RBA will keep cash rate on hold in December: experts
The vast majority of experts believe that the Reserve Bank of Australia (RBA) will leave the cash rate unchanged at 4.35% during its December meeting, due to a sharper-than-expected fall in inflation according to the October CPI data.
This month’s Finder RBA Cash Rate Survey has found that while 82% of all experts expected the RBA would hold the cash rate at 4.35% in December, half of panellists said that, according to the them, the cash rate had already peaked.
If the experts are right, the unchanged cash rate will offer mortgage holders two months of relief and certainty, given that the RBA does not make a decision in January and will be able to make only eight changes in 2024 as from the next year the central bank will meet only eight times rather than 11 which is currently the case.
However, Finder’s head of consumer research, Graham Cooke, said that despite an expected rate hold in December, the cash-strapped mortgage holders still “aren’t out of the woods”.
“If inflation doesn’t continue to ease, we are looking at another rate rise early next year,” Cooke argued.
Some experts said that they settled quite firmly this month on “hold” decision and believed that the level of 4.35% was unlikely to stay unchanged by the second quarter of next year.
“This seems in line with Michele Bullock’s communication, although the domestic sources of inflation talk could indicate otherwise,” Tomasz Wozniak from University of Melbourne argued.
According to AMP Capital’s chief economist, Shane Oliver, who also believed the RBA would keep the cash rate on hold in December, the recent commentary from Australian central bank lacked the sense of urgency seen prior to the November meeting and there has been softer data for retail sales, home prices and inflation, indicating that there is “no smoking gun to justify another hike”.
Adj Prof Noel Whittaker, QUT Business School, who agreed with Wozniak and Shane, said that Michelle Bullock made no secret of the fact that she would not be scared to increase rates if inflation did come down.
“Her stated view is that inflation hurts everybody but rate rises only hurt one section of the community.
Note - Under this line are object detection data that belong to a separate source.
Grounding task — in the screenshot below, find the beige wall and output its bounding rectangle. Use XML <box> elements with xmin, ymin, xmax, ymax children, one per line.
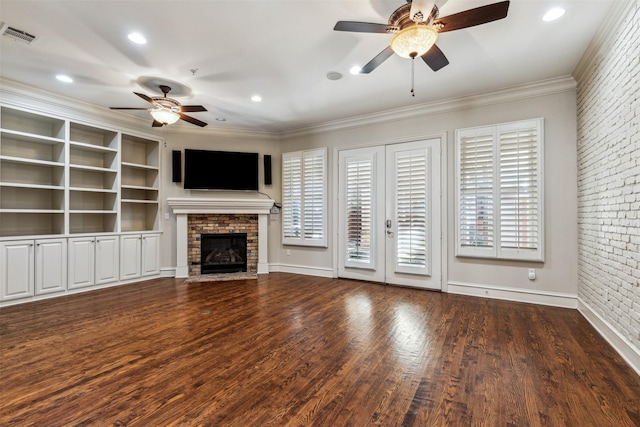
<box><xmin>161</xmin><ymin>127</ymin><xmax>281</xmax><ymax>270</ymax></box>
<box><xmin>280</xmin><ymin>85</ymin><xmax>577</xmax><ymax>305</ymax></box>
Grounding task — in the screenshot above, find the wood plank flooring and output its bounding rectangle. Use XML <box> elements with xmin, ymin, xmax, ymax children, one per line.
<box><xmin>0</xmin><ymin>273</ymin><xmax>640</xmax><ymax>427</ymax></box>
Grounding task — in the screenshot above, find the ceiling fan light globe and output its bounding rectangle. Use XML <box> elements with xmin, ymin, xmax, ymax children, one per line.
<box><xmin>150</xmin><ymin>108</ymin><xmax>180</xmax><ymax>125</ymax></box>
<box><xmin>391</xmin><ymin>24</ymin><xmax>438</xmax><ymax>58</ymax></box>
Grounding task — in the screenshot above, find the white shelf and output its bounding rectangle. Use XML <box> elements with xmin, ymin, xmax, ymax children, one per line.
<box><xmin>0</xmin><ymin>209</ymin><xmax>64</xmax><ymax>213</ymax></box>
<box><xmin>122</xmin><ymin>199</ymin><xmax>158</xmax><ymax>205</ymax></box>
<box><xmin>120</xmin><ymin>184</ymin><xmax>158</xmax><ymax>191</ymax></box>
<box><xmin>69</xmin><ymin>187</ymin><xmax>118</xmax><ymax>194</ymax></box>
<box><xmin>69</xmin><ymin>141</ymin><xmax>118</xmax><ymax>153</ymax></box>
<box><xmin>69</xmin><ymin>164</ymin><xmax>118</xmax><ymax>173</ymax></box>
<box><xmin>0</xmin><ymin>105</ymin><xmax>161</xmax><ymax>239</ymax></box>
<box><xmin>121</xmin><ymin>162</ymin><xmax>159</xmax><ymax>171</ymax></box>
<box><xmin>0</xmin><ymin>129</ymin><xmax>64</xmax><ymax>145</ymax></box>
<box><xmin>0</xmin><ymin>182</ymin><xmax>64</xmax><ymax>190</ymax></box>
<box><xmin>69</xmin><ymin>209</ymin><xmax>118</xmax><ymax>214</ymax></box>
<box><xmin>0</xmin><ymin>156</ymin><xmax>64</xmax><ymax>168</ymax></box>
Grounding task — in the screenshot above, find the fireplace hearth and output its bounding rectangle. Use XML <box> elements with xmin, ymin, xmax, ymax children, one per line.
<box><xmin>200</xmin><ymin>233</ymin><xmax>247</xmax><ymax>274</ymax></box>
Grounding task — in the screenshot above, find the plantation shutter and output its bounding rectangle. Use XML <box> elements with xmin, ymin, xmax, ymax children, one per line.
<box><xmin>395</xmin><ymin>150</ymin><xmax>431</xmax><ymax>274</ymax></box>
<box><xmin>282</xmin><ymin>149</ymin><xmax>327</xmax><ymax>246</ymax></box>
<box><xmin>456</xmin><ymin>119</ymin><xmax>544</xmax><ymax>261</ymax></box>
<box><xmin>345</xmin><ymin>156</ymin><xmax>373</xmax><ymax>265</ymax></box>
<box><xmin>282</xmin><ymin>153</ymin><xmax>302</xmax><ymax>239</ymax></box>
<box><xmin>458</xmin><ymin>129</ymin><xmax>495</xmax><ymax>252</ymax></box>
<box><xmin>499</xmin><ymin>123</ymin><xmax>540</xmax><ymax>251</ymax></box>
<box><xmin>302</xmin><ymin>150</ymin><xmax>327</xmax><ymax>241</ymax></box>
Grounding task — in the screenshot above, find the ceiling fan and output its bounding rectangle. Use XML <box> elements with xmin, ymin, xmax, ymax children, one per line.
<box><xmin>333</xmin><ymin>0</ymin><xmax>509</xmax><ymax>74</ymax></box>
<box><xmin>111</xmin><ymin>85</ymin><xmax>207</xmax><ymax>127</ymax></box>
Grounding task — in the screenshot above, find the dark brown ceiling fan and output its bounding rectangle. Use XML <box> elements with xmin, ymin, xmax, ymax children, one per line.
<box><xmin>333</xmin><ymin>0</ymin><xmax>509</xmax><ymax>74</ymax></box>
<box><xmin>111</xmin><ymin>85</ymin><xmax>207</xmax><ymax>127</ymax></box>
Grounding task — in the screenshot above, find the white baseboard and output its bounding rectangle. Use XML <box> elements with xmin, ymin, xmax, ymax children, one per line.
<box><xmin>578</xmin><ymin>299</ymin><xmax>640</xmax><ymax>375</ymax></box>
<box><xmin>446</xmin><ymin>281</ymin><xmax>578</xmax><ymax>308</ymax></box>
<box><xmin>269</xmin><ymin>264</ymin><xmax>333</xmax><ymax>278</ymax></box>
<box><xmin>160</xmin><ymin>267</ymin><xmax>176</xmax><ymax>277</ymax></box>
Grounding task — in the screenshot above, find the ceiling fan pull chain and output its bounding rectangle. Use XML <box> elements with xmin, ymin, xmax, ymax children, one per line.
<box><xmin>411</xmin><ymin>55</ymin><xmax>416</xmax><ymax>97</ymax></box>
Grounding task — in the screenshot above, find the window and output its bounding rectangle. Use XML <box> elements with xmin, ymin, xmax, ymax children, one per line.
<box><xmin>282</xmin><ymin>148</ymin><xmax>327</xmax><ymax>247</ymax></box>
<box><xmin>456</xmin><ymin>119</ymin><xmax>544</xmax><ymax>261</ymax></box>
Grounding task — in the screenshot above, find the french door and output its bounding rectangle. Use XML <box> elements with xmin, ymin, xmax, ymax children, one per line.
<box><xmin>338</xmin><ymin>138</ymin><xmax>442</xmax><ymax>289</ymax></box>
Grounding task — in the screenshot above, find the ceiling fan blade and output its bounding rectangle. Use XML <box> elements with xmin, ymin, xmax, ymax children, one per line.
<box><xmin>333</xmin><ymin>21</ymin><xmax>396</xmax><ymax>34</ymax></box>
<box><xmin>434</xmin><ymin>1</ymin><xmax>509</xmax><ymax>33</ymax></box>
<box><xmin>422</xmin><ymin>44</ymin><xmax>449</xmax><ymax>71</ymax></box>
<box><xmin>180</xmin><ymin>105</ymin><xmax>207</xmax><ymax>113</ymax></box>
<box><xmin>133</xmin><ymin>92</ymin><xmax>154</xmax><ymax>104</ymax></box>
<box><xmin>360</xmin><ymin>46</ymin><xmax>393</xmax><ymax>74</ymax></box>
<box><xmin>178</xmin><ymin>113</ymin><xmax>207</xmax><ymax>127</ymax></box>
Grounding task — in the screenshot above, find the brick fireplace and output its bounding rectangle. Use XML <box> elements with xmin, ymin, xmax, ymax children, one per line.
<box><xmin>167</xmin><ymin>198</ymin><xmax>273</xmax><ymax>278</ymax></box>
<box><xmin>187</xmin><ymin>214</ymin><xmax>258</xmax><ymax>276</ymax></box>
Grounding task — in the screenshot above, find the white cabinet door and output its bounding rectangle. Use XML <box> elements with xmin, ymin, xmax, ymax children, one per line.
<box><xmin>35</xmin><ymin>239</ymin><xmax>67</xmax><ymax>295</ymax></box>
<box><xmin>142</xmin><ymin>234</ymin><xmax>160</xmax><ymax>276</ymax></box>
<box><xmin>69</xmin><ymin>237</ymin><xmax>96</xmax><ymax>289</ymax></box>
<box><xmin>0</xmin><ymin>240</ymin><xmax>35</xmax><ymax>301</ymax></box>
<box><xmin>120</xmin><ymin>234</ymin><xmax>142</xmax><ymax>280</ymax></box>
<box><xmin>96</xmin><ymin>236</ymin><xmax>120</xmax><ymax>285</ymax></box>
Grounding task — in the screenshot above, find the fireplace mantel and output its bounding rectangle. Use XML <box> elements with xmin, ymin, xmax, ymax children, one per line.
<box><xmin>167</xmin><ymin>197</ymin><xmax>273</xmax><ymax>278</ymax></box>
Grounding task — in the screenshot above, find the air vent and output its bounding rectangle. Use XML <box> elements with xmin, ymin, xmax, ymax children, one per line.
<box><xmin>2</xmin><ymin>25</ymin><xmax>37</xmax><ymax>45</ymax></box>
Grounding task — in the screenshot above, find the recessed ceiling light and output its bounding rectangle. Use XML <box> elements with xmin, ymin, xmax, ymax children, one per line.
<box><xmin>542</xmin><ymin>7</ymin><xmax>565</xmax><ymax>22</ymax></box>
<box><xmin>127</xmin><ymin>33</ymin><xmax>147</xmax><ymax>44</ymax></box>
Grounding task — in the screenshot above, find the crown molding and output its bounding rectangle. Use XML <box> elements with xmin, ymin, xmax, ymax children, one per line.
<box><xmin>0</xmin><ymin>76</ymin><xmax>576</xmax><ymax>142</ymax></box>
<box><xmin>0</xmin><ymin>77</ymin><xmax>280</xmax><ymax>141</ymax></box>
<box><xmin>281</xmin><ymin>76</ymin><xmax>576</xmax><ymax>139</ymax></box>
<box><xmin>0</xmin><ymin>78</ymin><xmax>162</xmax><ymax>138</ymax></box>
<box><xmin>573</xmin><ymin>0</ymin><xmax>640</xmax><ymax>81</ymax></box>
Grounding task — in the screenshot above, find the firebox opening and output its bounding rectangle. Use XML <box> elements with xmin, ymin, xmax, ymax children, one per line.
<box><xmin>200</xmin><ymin>233</ymin><xmax>247</xmax><ymax>274</ymax></box>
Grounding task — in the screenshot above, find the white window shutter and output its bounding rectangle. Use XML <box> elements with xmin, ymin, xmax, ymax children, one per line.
<box><xmin>345</xmin><ymin>156</ymin><xmax>374</xmax><ymax>266</ymax></box>
<box><xmin>282</xmin><ymin>153</ymin><xmax>302</xmax><ymax>241</ymax></box>
<box><xmin>302</xmin><ymin>150</ymin><xmax>327</xmax><ymax>244</ymax></box>
<box><xmin>458</xmin><ymin>128</ymin><xmax>495</xmax><ymax>254</ymax></box>
<box><xmin>456</xmin><ymin>119</ymin><xmax>544</xmax><ymax>261</ymax></box>
<box><xmin>395</xmin><ymin>150</ymin><xmax>431</xmax><ymax>274</ymax></box>
<box><xmin>282</xmin><ymin>149</ymin><xmax>327</xmax><ymax>246</ymax></box>
<box><xmin>498</xmin><ymin>121</ymin><xmax>543</xmax><ymax>259</ymax></box>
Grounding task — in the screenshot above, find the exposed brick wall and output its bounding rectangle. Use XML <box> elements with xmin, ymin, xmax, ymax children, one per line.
<box><xmin>576</xmin><ymin>0</ymin><xmax>640</xmax><ymax>351</ymax></box>
<box><xmin>187</xmin><ymin>214</ymin><xmax>258</xmax><ymax>276</ymax></box>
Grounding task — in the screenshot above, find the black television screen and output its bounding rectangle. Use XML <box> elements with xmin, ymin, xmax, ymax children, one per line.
<box><xmin>184</xmin><ymin>149</ymin><xmax>258</xmax><ymax>191</ymax></box>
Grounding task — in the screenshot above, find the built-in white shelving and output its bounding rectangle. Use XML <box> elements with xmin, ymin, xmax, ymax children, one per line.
<box><xmin>0</xmin><ymin>106</ymin><xmax>160</xmax><ymax>238</ymax></box>
<box><xmin>0</xmin><ymin>105</ymin><xmax>165</xmax><ymax>305</ymax></box>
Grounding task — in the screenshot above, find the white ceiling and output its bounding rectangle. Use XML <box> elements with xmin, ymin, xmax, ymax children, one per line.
<box><xmin>0</xmin><ymin>0</ymin><xmax>616</xmax><ymax>131</ymax></box>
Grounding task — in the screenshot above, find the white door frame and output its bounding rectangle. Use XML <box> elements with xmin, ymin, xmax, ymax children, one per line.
<box><xmin>330</xmin><ymin>132</ymin><xmax>453</xmax><ymax>292</ymax></box>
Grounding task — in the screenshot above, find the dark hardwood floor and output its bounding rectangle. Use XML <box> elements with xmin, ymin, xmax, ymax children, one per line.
<box><xmin>0</xmin><ymin>273</ymin><xmax>640</xmax><ymax>427</ymax></box>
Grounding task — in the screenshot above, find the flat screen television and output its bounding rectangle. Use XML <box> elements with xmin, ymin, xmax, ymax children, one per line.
<box><xmin>184</xmin><ymin>149</ymin><xmax>258</xmax><ymax>191</ymax></box>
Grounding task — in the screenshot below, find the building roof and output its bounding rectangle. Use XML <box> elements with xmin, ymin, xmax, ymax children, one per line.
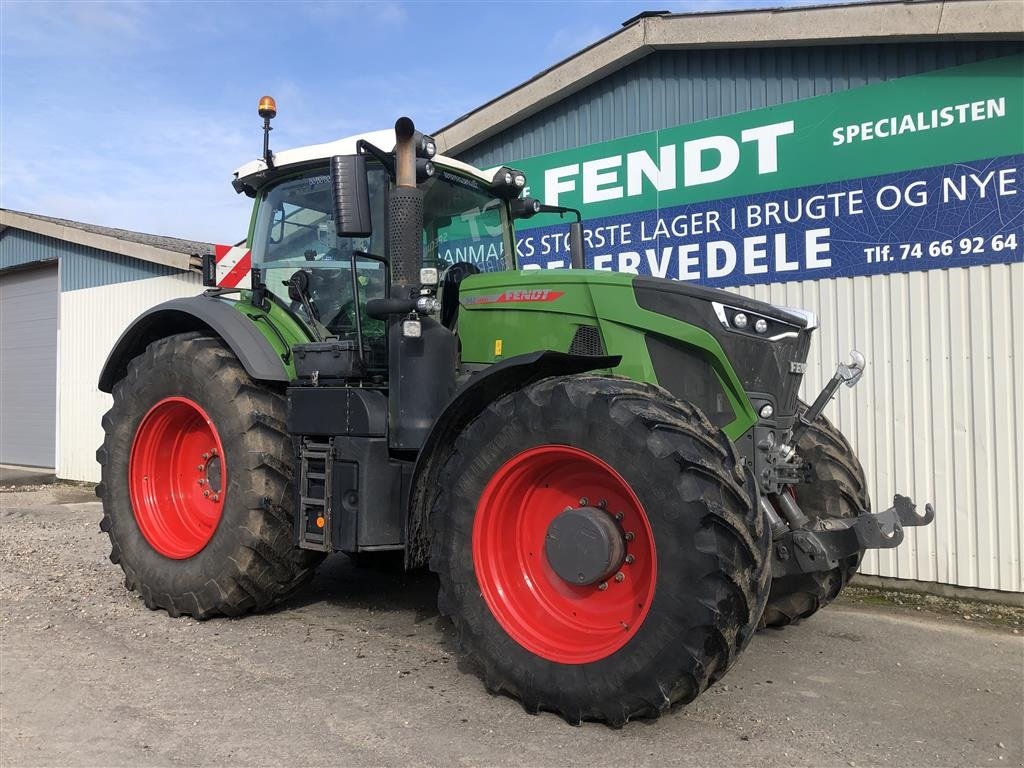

But, having said that, inflation did come down [last week] so the trend is in the right direction,” he noted.
“Given the pressure on household budgets which will happen when the Christmas bills arrive in January, I think they will hold and adopt a wait-and-see attitude.”
So, what does it mean for first home buyers next year?
According to Finder’s Consumer Sentiment Tracker, a slim majority of the panel believed that the number of first home loans would fall in 2024, given a growing number of Australians who are not in interested in home ownership.
The Finder’s data showed that this figure has jumped to 18% among respondents this year from 13% in 2022. On top of that, there was also an increase in portion of Australians who said that they did not believe they would be able to afford their home ever from 33% last year to 36% this year.
Experts remained divided on the subject of an increase in first home buyer loans, with AMP’s Oliver citing the government assistance programs as a potential driving factor, but associate professor Stella Huangfu from the University of Sydney said it “was hard to tell”.
“On the one hand, rising housing prices suggest worsening affordability. That leads to a decrease in the number of first home buyer loans,” she noted.
“On the other hand, the unprecedented large number of migrants provides strong support in the housing market. The intensified demand implies that we should see the number of first home buyers increase in 2024.”